By Nate Raymond and Thomas Atkins
NEW YORK/FRANKFURT (Reuters) - A former Swiss banker charged by U.S. prosecutors with helping wealthy Americans evade taxes has been arrested in Germany pending extradition to the United States, his lawyer said on Saturday.
Roger Keller, a onetime client adviser in Zurich at Wegelin & Co, was one of three bankers at the now-defunct Swiss private bank charged in a 2012 indictment in New York federal court for helping U.S. taxpayers hide more than $1.2 billion (787 million pounds) in assets.
Thomas Green, Keller's lawyer at the law firm Sidley Austin, in an email Saturday confirmed that his client had been arrested and is being held in Germany pending his extradition.
"I have not yet been in contact with Roger, but hope that can be arranged soon," Green said.
The case is one of a number spilling out of a broad crackdown by the United States on offshore tax evasion by Americans.
Wegelin, Switzerland's oldest private bank, was forced to close after agreeing in 2013 to plead guilty to conspiracy to evade taxes and pay $74 million.
The bank was indicted a month after U.S. prosecutors announced charges against Keller and two other Wegelin bankers, Michael Berlinka and Urs Frei. All three were from Switzerland, which does not extradite its own citizens.
Alexander Badle, spokesman for the general prosecutor's office in Frankfurt, in a statement Saturday said a 50-year-old Swiss citizen was arrested at the Frankfurt Airport due to an international arrest warrant from the United States.
Badle declined to provide the name of the Swiss citizen. Keller had been 47 at the time U.S. charges were announced in January 2012.
"The subject remains in custody due to a detention order," Badle said. "No decision on extradition has been made."
A spokesman for Manhattan U.S. Attorney Preet Bharara, whose office announced the indictment, declined comment.
The arrest comes as authorities in the United States continue to probe the role of a handful of other Swiss banks in helping wealthy Americans avoid paying taxes.

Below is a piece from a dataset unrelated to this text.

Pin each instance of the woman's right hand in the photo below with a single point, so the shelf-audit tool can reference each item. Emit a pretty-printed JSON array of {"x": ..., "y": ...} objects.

Credit Suisse Group AG (VX:CSGN) in 2014 pleaded guilty to conspiracy to aid and assist U.S. taxpayers in filing false returns as part of a more than $2.5 billion settlement with several government authorities.
In 2009, UBS AG agreed to pay $780 million as part of a deferred prosecution agreement resolving charges it defrauded the United States by impeding the Internal Revenue Service.
The case is U.S. v. Berlinka, et al, U.S. District Court, Southern District of New York, No. 12-cr-00002.